Kommentar
Zum Communiqué der Staatsanwaltschaft
Basel:
Teurer «grober Unfug»
Sechs Theaterleute wegen «inszenierter
Entführung» zum Abschied des Schauspieldirektors Stefan Bachmann
angeklagt
Von Jürg-Peter Lienhard
Au weia, das tut weh - bei diesen bescheidenen Schauspielerlöhnen:
6‘300 Franken will die Polizei von den sechs Theaterleuten, die am 29. Mai
2003 zum Abschied des Basler Schauspieldirektors Stefan Bachmann eine Entführung
«inszenierten». Jetzt werden sie deswegen noch «wegen grobem
Unfug» angeklagt, wie die Staatsanwaltschaft Basel in Ihrem Communiqué
vom Mittwoch, 1. Oktober 2003 mitteilt.
«Humor ist, wenn man trotzdem nicht lacht», sagte sich die Polizei
und die Staatsanwaltschaft Basel-Stadt zur fingierten «Abschieds-Entführung»:
Jetzt reklamieren die beiden Behörden, dass die Unkosten, welche der
Polizei beim «Lösen» des «Entführungsfalles»

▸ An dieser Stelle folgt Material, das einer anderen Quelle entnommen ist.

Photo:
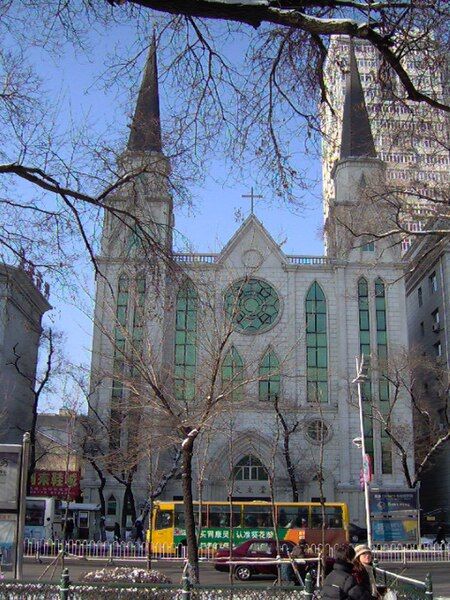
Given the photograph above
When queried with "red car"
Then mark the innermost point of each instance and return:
(254, 548)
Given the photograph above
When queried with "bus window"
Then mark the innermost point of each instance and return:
(164, 519)
(219, 516)
(257, 516)
(204, 514)
(179, 516)
(35, 513)
(333, 516)
(292, 516)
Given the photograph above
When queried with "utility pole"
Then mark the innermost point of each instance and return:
(361, 377)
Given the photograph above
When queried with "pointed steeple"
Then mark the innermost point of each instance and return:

entstanden sind, noch nicht bezahlt sind. Vielleicht ist dies der Grund, weshalb
die Kantonspolizei die Beteiligten «wegen groben Unfugs gemäss
Übertretungsstrafgesetz an das Strafgericht (Strafbefehlsrichter)»
verzeigt hat?
Auf jeden Fall sind mehr als 1‘000 Franken, die auf jeden Einzelnen der
Beteiligten fallen, sehr viel Geld, arbeiten doch junge Schauspieler quasi
«um Gottes Lohn» und ernähren sich - falls es gibt - vom
Applaus des Publikums: Das Theater wirft Geld mit vollen Händen zum
Fenster hinaus, wenn es beispielsweise gilt, geschmacklos «gestyltes»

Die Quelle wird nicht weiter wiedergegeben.